Since upgrade to 7.x multiple installations I have access to have had very heavy indexer CPU usage. I have upgraded to 7.1.1 to ensure I have all bug fixes.
This has been chased down to datamodels that appear to continually accelerate the full time period over and over, rather than just checking the last 5 minutes of new data each time. The datamodels are all showing 100% complete, but searches running to the full 3600 seconds all the time also. Skip ratio for these searches is through the roof.

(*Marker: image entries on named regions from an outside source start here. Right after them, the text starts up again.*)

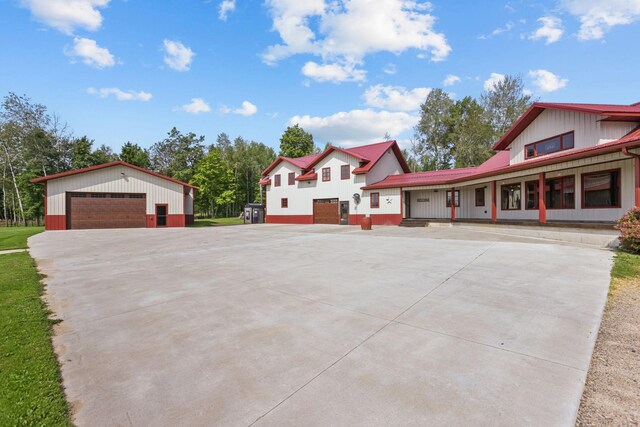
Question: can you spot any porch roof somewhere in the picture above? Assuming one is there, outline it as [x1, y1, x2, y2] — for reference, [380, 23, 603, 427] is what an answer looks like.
[362, 127, 640, 190]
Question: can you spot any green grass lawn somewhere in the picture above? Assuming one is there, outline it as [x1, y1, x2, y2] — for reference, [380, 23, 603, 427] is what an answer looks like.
[0, 252, 71, 426]
[0, 227, 44, 251]
[191, 217, 244, 227]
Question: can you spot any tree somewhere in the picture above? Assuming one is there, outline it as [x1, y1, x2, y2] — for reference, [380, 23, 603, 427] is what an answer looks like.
[150, 127, 204, 182]
[71, 136, 93, 169]
[411, 89, 453, 170]
[191, 147, 235, 217]
[480, 75, 531, 141]
[120, 141, 151, 169]
[449, 96, 493, 168]
[280, 124, 315, 158]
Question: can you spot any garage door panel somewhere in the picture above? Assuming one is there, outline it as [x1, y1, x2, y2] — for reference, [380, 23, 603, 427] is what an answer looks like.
[313, 199, 340, 224]
[67, 193, 146, 229]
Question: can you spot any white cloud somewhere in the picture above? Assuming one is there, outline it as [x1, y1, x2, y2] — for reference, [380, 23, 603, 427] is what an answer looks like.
[220, 101, 258, 117]
[382, 63, 398, 76]
[164, 40, 196, 71]
[529, 16, 564, 44]
[529, 70, 569, 92]
[64, 37, 116, 68]
[182, 98, 211, 114]
[478, 22, 515, 40]
[362, 85, 431, 111]
[87, 87, 153, 102]
[302, 61, 367, 83]
[484, 73, 505, 90]
[21, 0, 110, 34]
[442, 74, 460, 86]
[262, 0, 451, 79]
[561, 0, 640, 40]
[289, 109, 419, 147]
[218, 0, 236, 21]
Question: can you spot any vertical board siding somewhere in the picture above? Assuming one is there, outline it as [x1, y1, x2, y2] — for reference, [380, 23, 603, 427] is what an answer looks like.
[510, 109, 637, 164]
[47, 166, 184, 215]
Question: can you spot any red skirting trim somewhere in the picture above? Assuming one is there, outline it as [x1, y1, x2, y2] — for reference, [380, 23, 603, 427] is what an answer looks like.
[349, 214, 402, 225]
[267, 215, 313, 224]
[44, 215, 67, 230]
[167, 214, 185, 227]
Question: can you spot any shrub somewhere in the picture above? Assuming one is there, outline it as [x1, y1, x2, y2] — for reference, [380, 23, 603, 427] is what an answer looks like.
[616, 208, 640, 253]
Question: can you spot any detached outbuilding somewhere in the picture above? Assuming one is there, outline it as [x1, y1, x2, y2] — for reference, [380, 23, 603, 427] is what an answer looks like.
[31, 161, 197, 230]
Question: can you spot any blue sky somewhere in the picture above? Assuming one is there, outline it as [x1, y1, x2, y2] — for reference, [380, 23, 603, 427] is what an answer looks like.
[0, 0, 640, 151]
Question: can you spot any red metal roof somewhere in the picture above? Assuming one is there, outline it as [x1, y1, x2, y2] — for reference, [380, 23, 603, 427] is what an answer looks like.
[363, 131, 640, 190]
[262, 141, 410, 176]
[493, 102, 640, 150]
[31, 160, 198, 189]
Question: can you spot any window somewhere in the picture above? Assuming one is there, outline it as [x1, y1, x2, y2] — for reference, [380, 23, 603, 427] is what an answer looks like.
[447, 190, 460, 208]
[476, 188, 484, 206]
[524, 181, 540, 209]
[322, 168, 331, 181]
[582, 169, 620, 209]
[369, 193, 380, 208]
[340, 165, 350, 179]
[524, 132, 573, 159]
[544, 176, 576, 209]
[500, 183, 521, 211]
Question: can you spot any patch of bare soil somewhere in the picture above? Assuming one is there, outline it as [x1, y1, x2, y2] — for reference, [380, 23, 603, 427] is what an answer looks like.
[576, 279, 640, 426]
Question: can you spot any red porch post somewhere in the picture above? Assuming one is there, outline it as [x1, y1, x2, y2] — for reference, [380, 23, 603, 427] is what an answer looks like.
[451, 187, 456, 221]
[491, 181, 498, 222]
[634, 157, 640, 207]
[538, 172, 547, 224]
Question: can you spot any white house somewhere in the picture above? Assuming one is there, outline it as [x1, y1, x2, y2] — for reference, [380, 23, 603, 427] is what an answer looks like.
[260, 141, 409, 224]
[263, 103, 640, 224]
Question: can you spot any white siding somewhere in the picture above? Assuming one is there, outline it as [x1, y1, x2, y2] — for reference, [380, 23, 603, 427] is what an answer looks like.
[266, 150, 402, 219]
[510, 109, 638, 164]
[47, 166, 184, 215]
[365, 148, 404, 185]
[411, 158, 635, 221]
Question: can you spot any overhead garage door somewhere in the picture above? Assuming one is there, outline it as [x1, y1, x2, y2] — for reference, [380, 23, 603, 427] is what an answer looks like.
[67, 193, 147, 230]
[313, 199, 340, 224]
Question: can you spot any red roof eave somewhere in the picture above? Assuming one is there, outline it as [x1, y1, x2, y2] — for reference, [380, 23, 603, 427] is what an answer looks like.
[362, 135, 640, 190]
[30, 160, 198, 190]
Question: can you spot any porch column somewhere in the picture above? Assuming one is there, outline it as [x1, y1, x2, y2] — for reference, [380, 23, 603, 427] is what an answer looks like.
[491, 181, 498, 222]
[538, 172, 547, 224]
[633, 156, 640, 207]
[451, 187, 456, 221]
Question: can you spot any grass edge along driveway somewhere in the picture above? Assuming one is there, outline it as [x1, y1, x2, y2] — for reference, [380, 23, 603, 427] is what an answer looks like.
[0, 227, 44, 251]
[0, 252, 72, 426]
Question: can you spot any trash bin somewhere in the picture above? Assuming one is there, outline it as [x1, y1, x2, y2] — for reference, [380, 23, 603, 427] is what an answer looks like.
[244, 203, 264, 224]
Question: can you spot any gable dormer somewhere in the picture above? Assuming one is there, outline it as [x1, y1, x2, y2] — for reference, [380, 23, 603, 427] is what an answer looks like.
[493, 103, 640, 165]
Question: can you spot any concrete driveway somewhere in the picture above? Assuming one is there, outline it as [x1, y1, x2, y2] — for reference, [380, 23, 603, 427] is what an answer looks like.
[29, 225, 612, 426]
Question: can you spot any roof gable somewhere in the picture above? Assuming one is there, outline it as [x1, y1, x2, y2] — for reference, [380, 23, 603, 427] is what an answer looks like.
[31, 160, 198, 189]
[493, 102, 640, 150]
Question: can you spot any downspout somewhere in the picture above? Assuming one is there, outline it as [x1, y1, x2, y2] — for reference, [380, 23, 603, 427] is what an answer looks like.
[620, 147, 640, 207]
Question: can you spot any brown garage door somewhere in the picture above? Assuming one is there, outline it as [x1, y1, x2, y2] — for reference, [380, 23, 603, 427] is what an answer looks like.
[313, 199, 340, 224]
[67, 193, 147, 230]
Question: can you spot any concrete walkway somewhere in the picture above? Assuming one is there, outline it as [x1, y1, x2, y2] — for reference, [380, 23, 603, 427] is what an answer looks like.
[29, 225, 612, 426]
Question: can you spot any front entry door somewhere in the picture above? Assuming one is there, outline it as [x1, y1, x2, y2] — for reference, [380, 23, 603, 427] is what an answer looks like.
[156, 205, 167, 227]
[340, 201, 349, 225]
[404, 191, 411, 218]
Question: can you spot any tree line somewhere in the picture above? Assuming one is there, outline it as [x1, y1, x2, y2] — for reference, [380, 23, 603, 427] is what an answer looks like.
[0, 76, 531, 225]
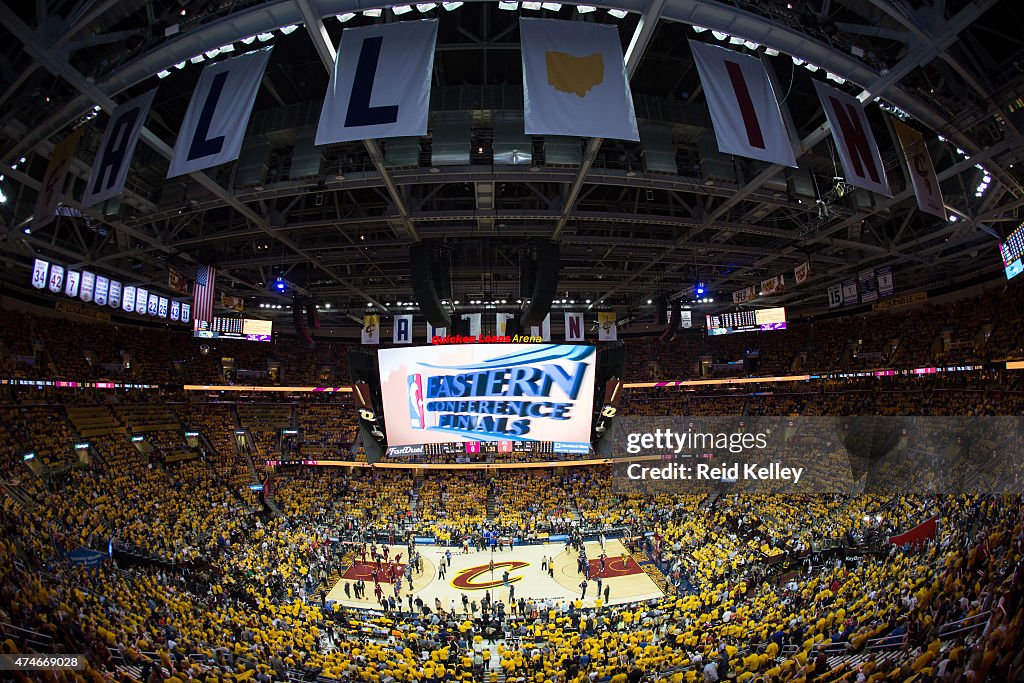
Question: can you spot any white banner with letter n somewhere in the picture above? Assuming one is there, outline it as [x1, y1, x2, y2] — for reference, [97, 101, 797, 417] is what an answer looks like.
[316, 19, 437, 144]
[690, 40, 797, 167]
[519, 18, 640, 141]
[167, 45, 272, 178]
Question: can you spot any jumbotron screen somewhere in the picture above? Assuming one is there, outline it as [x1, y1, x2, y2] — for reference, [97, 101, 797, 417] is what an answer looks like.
[378, 344, 597, 451]
[707, 306, 785, 336]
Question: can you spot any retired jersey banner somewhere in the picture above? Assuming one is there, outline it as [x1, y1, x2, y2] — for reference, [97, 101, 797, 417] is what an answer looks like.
[892, 117, 946, 220]
[316, 19, 437, 144]
[519, 18, 640, 141]
[391, 313, 413, 344]
[32, 128, 83, 229]
[361, 315, 381, 344]
[814, 81, 892, 197]
[690, 40, 797, 168]
[82, 88, 157, 206]
[597, 312, 618, 341]
[167, 45, 272, 178]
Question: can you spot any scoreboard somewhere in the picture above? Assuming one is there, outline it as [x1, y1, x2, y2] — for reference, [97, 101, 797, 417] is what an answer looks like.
[707, 306, 785, 336]
[999, 223, 1024, 280]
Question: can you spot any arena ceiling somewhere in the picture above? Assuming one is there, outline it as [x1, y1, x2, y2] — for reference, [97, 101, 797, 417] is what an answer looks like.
[0, 0, 1024, 327]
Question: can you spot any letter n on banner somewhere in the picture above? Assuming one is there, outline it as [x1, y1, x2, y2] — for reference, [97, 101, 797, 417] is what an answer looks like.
[690, 40, 797, 168]
[565, 313, 583, 341]
[316, 19, 437, 144]
[814, 81, 892, 197]
[167, 45, 272, 178]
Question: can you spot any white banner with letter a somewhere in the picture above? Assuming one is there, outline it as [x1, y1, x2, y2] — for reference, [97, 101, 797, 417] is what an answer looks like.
[519, 18, 640, 141]
[316, 19, 437, 144]
[167, 45, 272, 178]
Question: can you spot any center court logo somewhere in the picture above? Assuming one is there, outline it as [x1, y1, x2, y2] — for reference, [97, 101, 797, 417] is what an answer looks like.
[451, 560, 529, 591]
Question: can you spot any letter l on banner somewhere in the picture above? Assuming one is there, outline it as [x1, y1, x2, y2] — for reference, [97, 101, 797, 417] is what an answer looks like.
[167, 45, 273, 178]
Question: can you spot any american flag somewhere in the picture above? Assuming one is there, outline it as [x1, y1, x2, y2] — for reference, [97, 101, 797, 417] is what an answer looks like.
[193, 265, 217, 325]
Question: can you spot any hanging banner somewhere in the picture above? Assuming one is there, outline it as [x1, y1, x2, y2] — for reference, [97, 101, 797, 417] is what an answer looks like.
[519, 18, 640, 141]
[828, 285, 843, 308]
[843, 278, 858, 306]
[106, 280, 121, 308]
[32, 128, 83, 231]
[814, 81, 892, 197]
[32, 258, 50, 290]
[78, 270, 96, 303]
[761, 275, 785, 296]
[689, 40, 797, 168]
[877, 265, 896, 297]
[793, 261, 811, 285]
[49, 264, 63, 294]
[82, 88, 157, 207]
[597, 311, 618, 341]
[92, 275, 111, 306]
[565, 313, 584, 341]
[316, 19, 437, 144]
[529, 313, 551, 342]
[892, 117, 946, 220]
[732, 285, 757, 303]
[167, 45, 272, 178]
[391, 313, 413, 344]
[462, 313, 483, 338]
[361, 315, 381, 344]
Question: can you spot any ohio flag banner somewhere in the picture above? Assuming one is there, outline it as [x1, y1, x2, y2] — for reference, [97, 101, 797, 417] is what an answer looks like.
[167, 45, 272, 178]
[814, 81, 892, 197]
[690, 40, 797, 167]
[519, 18, 640, 141]
[82, 88, 157, 206]
[316, 19, 437, 144]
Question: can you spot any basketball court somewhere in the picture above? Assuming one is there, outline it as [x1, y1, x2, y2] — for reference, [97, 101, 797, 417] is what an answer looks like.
[327, 540, 664, 612]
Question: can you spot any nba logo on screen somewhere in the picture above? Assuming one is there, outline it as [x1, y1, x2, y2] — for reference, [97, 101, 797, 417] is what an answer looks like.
[409, 375, 427, 429]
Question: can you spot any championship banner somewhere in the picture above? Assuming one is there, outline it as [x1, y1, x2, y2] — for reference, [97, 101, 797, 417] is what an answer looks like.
[378, 344, 597, 452]
[597, 312, 618, 341]
[565, 313, 584, 341]
[361, 315, 381, 344]
[828, 285, 843, 308]
[892, 117, 946, 220]
[82, 88, 157, 207]
[843, 278, 858, 306]
[32, 258, 50, 290]
[876, 265, 896, 297]
[857, 269, 879, 303]
[814, 81, 892, 197]
[793, 261, 811, 285]
[519, 18, 640, 141]
[391, 313, 413, 344]
[32, 128, 83, 231]
[732, 286, 757, 303]
[529, 313, 551, 342]
[462, 313, 483, 338]
[167, 45, 273, 178]
[689, 40, 797, 168]
[49, 263, 63, 294]
[761, 275, 785, 296]
[316, 19, 437, 145]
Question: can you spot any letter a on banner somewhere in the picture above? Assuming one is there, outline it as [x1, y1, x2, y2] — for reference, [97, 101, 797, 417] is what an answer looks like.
[167, 45, 272, 178]
[391, 314, 413, 344]
[82, 89, 157, 206]
[690, 40, 797, 168]
[519, 19, 640, 141]
[814, 81, 892, 197]
[316, 19, 437, 144]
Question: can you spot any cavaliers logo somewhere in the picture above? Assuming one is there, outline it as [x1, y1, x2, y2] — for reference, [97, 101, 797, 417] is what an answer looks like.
[452, 560, 529, 591]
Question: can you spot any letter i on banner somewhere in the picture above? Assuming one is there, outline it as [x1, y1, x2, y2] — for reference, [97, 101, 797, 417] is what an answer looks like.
[167, 45, 272, 178]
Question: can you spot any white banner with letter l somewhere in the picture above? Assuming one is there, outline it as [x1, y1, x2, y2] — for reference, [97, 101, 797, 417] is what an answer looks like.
[167, 45, 272, 178]
[316, 19, 437, 144]
[519, 18, 640, 141]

To reproduce, I have installed uberAgent and it's event generator in a test instance of Splunk 7.1.1. I can see the base LISPY of the acceleration jobs appear to be looking at (pretty much) "All time" on every invocation, e.g.:
06-15-2018 11:58:09.119 INFO BatchSearch - Searching index:uberagent with LISPY:'[ AND sourcetype::uberagent:application:outlookpluginload [ OR _indextime::12* _indextime::13* _indextime::14* _indextime::150* _indextime::151* _indextime::1520* _indextime::1521* _indextime::1522* _indextime::1523* _indextime::1524* _indextime::1525* _indextime::1526* _indextime::1527* _indextime::1528* _indextime::152900* _indextime::152901* _indextime::1529020* _indextime::1529021* _indextime::1529022* _indextime::1529023* _indextime::1529024* _indextime::1529025* _indextime::1529026* _indextime::15290270* _indextime::15290271* _indextime::15290272* _indextime::15290273* _indextime::15290274* _indextime::15290275* _indextime::15290276* _indextime::152902770* _indextime::152902771* _indextime::152902772* _indextime::152902773* _indextime::152902774* _indextime::152902775* _indextime::152902776* _indextime::152902777* _indextime::152902778* _indextime::1529027790 _indextime::1529027791 _indextime::1529027792 _indextime::1529027793 _indextime::1529027794 _indextime::1529027795 _indextime::1529027796 _indextime::1529027797 _indextime::1529027798 ] ]'
To me it appears that this LISPY is looking at events with an _indextime beginning with "12*" and later, or pretty much a"All time" for any practical purpose. This LISPY is the same pattern on every acceleration search for every datamodel.
I've managed to calm down the problem by setting acceleration.backfill_time to -1d by default. This seems to make each acceleration search invocation scan only 1 day of data every time, not the entire acceleration duration. Far from ideal, but it has stopped this being a complete Splunk breaking issue, and the accelerations continue to be built and stored.
Is there anything else I should be looking at to figure this one out, or ideas on how to fix it? What might be the change in 7.x that has caused this?
There's a bug only that applies to an unset acceleration.backfilltime (which unfortunately is the default), and the workaround, in that case, is to set that to the same value as acceleration.earliesttime. Datamodels that have set acceleration.backfill_time already are unaffected.
Is there a version target such as 7.1.2 for this bug fix yet?
Any chance this can be added to the release notes? We have had a number of engineers waste a lot of time trying to identify the cause of this issue. If they had seen this on the release notes page they would not have wasted a day or two trying to identify the problem.